Her whole body shook as her nails dug into my skin. I took her pain, absorbed it and felt it until I hurt as badly as she did. “I can’t…losing you the first time, it hurt so bad, Noah. I don’t know if I can risk it. If you push me away now—”
“I won’t.” I couldn’t. I hadn’t been able to push her out of my heart. Or my dreams. Or my thoughts. She was so far ingrained in every part of me she’d always be a part of my life. “Let me prove it to you. I can’t do that if you don’t give me a chance.”
I tugged her closer until I pressed my forehead to hers. Our hands were between us, and I twisted my hands so I could hold hers and placed her palms to my chest. I held them to my racing heart. “I’m so sorry, honey. I’m so sorry for hurting you. I love you—”
“I love you, too.”
Her fingers curled into my chest as she spoke the words. Like she was terrified of saying it to me. But she didn’t have a reason to be, despite the way I’d treated her.
I released a breath so heavy, my shoulders slumped and I let go of her hands, and wrapped my arms around her, holding her tight to me.
“You won’t regret it. I promise you. I will make it so you never regret loving me,” I whispered the words in her ear, and held her quaking body in my arms.
“I know.” She turned her head and pressed her lips to the corner of my jaw. They were wet from her tears and it was the most beautiful kiss I’d ever had in my life. “I trust you.”
Epilogue
Lauren
The sun beatdown on us. Jordan couldn’t have planned a better day for his second annual celebrity golf tournament. He’d started it last summer and this year’s event was an even larger success. Celebrities from all avenues came, descending on Carlton that brought thousands of visitors. It was a huge boom to our economy and since school was out, when I wasn’t at the golf course with Noah, I was helping Tinley out in her store.
Last year, she said she’d made enough in one weekend to not worry about expenses for six months. This year she said she’d already made more.

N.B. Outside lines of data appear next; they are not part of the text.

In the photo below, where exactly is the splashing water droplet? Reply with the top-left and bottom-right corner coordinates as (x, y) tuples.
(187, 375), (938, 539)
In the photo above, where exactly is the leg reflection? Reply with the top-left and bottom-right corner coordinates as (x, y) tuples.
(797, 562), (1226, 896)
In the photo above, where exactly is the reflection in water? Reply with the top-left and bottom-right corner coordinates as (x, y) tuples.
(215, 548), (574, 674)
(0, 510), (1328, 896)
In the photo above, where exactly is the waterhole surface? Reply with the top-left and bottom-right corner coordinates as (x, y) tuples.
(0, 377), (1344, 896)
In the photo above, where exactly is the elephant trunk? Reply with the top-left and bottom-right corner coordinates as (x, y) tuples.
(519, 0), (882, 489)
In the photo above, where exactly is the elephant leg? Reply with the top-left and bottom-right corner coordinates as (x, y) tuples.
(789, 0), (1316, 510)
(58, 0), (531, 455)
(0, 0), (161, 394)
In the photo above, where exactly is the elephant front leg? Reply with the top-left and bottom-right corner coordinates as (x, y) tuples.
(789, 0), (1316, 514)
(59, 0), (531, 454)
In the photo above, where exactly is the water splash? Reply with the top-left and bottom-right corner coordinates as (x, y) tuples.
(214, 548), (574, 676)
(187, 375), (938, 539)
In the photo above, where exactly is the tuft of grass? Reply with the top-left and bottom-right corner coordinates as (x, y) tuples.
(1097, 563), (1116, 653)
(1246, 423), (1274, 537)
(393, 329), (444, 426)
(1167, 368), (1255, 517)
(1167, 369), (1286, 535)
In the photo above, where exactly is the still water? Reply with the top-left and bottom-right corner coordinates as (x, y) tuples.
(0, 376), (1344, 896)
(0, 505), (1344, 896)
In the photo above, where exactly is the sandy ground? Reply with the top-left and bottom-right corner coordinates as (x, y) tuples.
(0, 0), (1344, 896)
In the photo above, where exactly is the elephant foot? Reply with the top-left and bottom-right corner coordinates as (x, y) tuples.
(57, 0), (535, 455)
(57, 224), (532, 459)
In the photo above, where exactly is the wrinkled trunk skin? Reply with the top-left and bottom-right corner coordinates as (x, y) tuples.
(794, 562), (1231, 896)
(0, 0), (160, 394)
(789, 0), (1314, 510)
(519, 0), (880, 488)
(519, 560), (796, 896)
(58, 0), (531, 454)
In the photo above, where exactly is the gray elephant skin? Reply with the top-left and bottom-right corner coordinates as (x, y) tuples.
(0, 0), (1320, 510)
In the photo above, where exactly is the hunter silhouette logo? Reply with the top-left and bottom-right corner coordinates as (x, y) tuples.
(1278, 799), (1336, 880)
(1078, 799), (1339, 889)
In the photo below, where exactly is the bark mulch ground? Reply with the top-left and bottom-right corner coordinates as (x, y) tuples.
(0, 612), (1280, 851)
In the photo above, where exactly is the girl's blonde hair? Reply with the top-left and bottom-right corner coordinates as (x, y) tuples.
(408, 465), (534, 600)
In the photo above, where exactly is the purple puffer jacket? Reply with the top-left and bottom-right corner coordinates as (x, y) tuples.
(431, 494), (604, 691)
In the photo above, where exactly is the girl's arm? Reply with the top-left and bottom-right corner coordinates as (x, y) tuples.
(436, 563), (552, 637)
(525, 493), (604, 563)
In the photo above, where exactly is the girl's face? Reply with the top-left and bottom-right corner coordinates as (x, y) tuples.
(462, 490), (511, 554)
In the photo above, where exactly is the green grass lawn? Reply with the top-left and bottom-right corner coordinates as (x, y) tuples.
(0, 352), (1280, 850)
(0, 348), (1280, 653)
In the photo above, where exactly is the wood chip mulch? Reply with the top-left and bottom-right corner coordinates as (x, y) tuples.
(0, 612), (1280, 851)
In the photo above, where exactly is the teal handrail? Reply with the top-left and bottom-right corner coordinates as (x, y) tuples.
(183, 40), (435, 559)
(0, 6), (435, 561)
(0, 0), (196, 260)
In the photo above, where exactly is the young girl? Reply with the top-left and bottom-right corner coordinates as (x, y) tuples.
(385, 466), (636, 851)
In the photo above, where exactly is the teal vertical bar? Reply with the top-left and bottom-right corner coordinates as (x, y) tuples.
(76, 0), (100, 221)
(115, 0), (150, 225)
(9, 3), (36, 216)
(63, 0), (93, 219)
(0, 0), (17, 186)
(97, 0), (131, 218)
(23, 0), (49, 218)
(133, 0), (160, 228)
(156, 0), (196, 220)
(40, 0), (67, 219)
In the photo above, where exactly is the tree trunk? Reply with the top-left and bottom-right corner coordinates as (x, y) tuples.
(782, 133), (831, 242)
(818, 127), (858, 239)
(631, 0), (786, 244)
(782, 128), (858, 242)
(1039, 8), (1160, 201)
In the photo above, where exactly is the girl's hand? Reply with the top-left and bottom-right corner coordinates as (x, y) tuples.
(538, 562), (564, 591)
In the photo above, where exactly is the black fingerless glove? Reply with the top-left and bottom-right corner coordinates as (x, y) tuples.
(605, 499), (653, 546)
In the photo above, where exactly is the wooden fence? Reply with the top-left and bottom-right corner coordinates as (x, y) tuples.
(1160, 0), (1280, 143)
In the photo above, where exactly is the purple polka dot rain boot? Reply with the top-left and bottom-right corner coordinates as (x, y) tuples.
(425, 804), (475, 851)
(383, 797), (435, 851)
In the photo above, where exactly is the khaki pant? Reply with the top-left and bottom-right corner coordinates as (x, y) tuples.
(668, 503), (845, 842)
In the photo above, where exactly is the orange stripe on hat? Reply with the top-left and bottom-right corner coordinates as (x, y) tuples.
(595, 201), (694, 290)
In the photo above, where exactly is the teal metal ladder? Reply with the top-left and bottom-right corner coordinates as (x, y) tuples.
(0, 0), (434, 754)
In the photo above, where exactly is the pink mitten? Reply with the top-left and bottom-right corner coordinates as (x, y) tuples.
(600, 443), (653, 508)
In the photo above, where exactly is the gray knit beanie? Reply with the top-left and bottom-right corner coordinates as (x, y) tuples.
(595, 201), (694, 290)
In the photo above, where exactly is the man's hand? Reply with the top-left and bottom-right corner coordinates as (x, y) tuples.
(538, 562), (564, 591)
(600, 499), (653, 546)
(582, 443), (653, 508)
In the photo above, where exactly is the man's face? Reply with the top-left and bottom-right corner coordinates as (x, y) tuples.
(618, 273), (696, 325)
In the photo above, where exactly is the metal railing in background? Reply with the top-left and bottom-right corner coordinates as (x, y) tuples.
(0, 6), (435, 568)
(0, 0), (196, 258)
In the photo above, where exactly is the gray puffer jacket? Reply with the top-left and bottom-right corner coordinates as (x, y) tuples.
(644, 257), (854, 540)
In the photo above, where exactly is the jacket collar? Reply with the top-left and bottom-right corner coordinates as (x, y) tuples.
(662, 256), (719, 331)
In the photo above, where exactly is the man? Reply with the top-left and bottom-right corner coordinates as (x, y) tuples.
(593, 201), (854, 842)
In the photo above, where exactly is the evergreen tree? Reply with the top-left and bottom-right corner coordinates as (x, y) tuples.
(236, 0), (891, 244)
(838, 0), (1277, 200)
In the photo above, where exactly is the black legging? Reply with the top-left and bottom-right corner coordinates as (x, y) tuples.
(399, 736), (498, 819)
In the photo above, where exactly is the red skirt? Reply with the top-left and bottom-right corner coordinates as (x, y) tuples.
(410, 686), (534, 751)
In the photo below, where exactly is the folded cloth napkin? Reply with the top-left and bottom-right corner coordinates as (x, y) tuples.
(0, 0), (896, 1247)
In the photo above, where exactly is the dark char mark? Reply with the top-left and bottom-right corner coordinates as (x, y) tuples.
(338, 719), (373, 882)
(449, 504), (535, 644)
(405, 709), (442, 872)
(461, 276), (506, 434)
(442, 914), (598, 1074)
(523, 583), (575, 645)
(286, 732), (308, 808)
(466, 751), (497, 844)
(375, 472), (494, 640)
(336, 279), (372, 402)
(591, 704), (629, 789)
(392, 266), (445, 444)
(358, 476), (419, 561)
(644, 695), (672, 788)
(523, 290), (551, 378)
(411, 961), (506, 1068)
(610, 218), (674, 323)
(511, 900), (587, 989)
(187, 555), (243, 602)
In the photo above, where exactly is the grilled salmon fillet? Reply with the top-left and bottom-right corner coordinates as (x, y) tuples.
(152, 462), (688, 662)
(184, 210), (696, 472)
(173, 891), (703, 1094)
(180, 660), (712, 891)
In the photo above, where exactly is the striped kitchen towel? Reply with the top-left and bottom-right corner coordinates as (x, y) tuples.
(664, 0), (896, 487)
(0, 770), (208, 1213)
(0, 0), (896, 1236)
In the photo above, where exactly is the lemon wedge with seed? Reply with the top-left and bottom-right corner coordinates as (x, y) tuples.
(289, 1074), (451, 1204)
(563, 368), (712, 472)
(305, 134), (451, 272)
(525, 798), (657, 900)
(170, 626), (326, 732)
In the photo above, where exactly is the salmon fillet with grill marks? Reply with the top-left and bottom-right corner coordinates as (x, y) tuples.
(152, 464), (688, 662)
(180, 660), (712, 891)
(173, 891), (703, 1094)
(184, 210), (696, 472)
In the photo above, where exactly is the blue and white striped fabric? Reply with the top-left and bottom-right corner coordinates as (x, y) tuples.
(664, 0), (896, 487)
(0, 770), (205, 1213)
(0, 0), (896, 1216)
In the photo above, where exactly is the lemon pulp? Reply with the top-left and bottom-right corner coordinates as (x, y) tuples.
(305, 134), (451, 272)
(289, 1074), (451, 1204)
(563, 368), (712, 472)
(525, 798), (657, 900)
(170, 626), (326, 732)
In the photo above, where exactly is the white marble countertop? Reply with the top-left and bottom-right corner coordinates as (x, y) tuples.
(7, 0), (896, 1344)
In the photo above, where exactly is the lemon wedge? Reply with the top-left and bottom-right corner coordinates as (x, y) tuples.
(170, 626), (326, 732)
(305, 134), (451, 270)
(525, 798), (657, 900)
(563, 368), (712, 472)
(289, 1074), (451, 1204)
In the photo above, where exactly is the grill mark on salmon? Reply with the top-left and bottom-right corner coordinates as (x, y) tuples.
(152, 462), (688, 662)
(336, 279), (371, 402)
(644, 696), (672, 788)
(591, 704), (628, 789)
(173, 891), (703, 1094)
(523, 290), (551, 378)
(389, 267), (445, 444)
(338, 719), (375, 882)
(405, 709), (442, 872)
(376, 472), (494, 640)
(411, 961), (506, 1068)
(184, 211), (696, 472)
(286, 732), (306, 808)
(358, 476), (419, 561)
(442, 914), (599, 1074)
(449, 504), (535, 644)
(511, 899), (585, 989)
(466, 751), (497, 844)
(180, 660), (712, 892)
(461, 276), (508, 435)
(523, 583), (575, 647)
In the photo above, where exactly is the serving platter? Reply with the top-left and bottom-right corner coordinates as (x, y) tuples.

I had to get to her store later, but that afternoon, Noah and I were walking toward the main stage. It was an outdoor area and the stage was raised, covered with a huge white tent to shade the performers, where Bethany Carlson, one of country’s hottest singers would soon be taking the stage for an afternoon performance. I mean, everyone was there, from actors and actresses, many personal friends to Rebecca’s husband and former actor now producer, Cooper Hawke. Jordan brought in athletes from hockey and football to baseball, and another Carlton native, Liam Allistor, a rock star in his own right, helped pack the entertainment schedule with some of the most popular performers.
It was incredible.
Walking the course that morning with Noah and Riley at my side had made the entire weekend event already more incredible than anything I’d ever experienced.
Three months ago, I gave him another chance. Every day since then, he’d fulfilled his promise not to make me regret it. Not that I could. I was going to move away because I couldn’t bear to live so close to a man I loved who I thought didn’t want me.
But Noah seemed to wake up each day, intent on loving me more than I ever thought humanly possible. It’d been three months of bliss, outside ridiculous arguments of what to eat for dinner, what movie to watch, and who would handle doing Riley’s hair.
Through the help of YouTube videos, Noah was quickly becoming better than me and he enjoyed showing off his skills.
Riley was flourishing. While she never returned to school for the year, I spent time with her in the afternoons, taking it off of her grandma’s plate and she was looking forward to returning in the fall.
There were moments of sadness, but with each passing day, more than a full year past her parents’ death, she was becoming the girl Noah said she was before. And to his credit, he’d brought Amanda and Jake back into her life. He told her stories all the time of his sister and her husband. He showed her pictures. His house was filled with family photos of the three of them together and her bedroom had a full wall devoted to framed pictures I’d helped him hang. They were of her entire life. Her birth. Amanda pregnant with her. Every birthday and Christmas and every single family photo they’d ever had taken was displayed, and every night when I helped Noah tuck her into bed, she went to that wall, kissed her lips and pressed them to the last photo taken and told her mommy and daddy she loved them and missed them.
It brought tears to my eyes every single night I witnessed it.
And as for me, I’d move in with them in July, once we had a few months back together and my house sold. Taking a second chance on him was the best decision I ever made.
I squeezed his hand as I thought of last night when all three of us had been curled into Noah’s bed as I read her one chapter of a Harry Potter book and Noah looked down at me. With sunglasses covering his eyes, I couldn’t see them, but I still knew what I’d see if he removed them.
Love.
Happiness.
“What is it?” he asked, probably surprised at the force of my squeeze.
“Nothing. I just love you.”
“Yeah?”
“Always,” I said, and I meant every word.
Next to us, Riley jumped, startling me as she clapped her hands. “Do it now, Noah! Do it now!”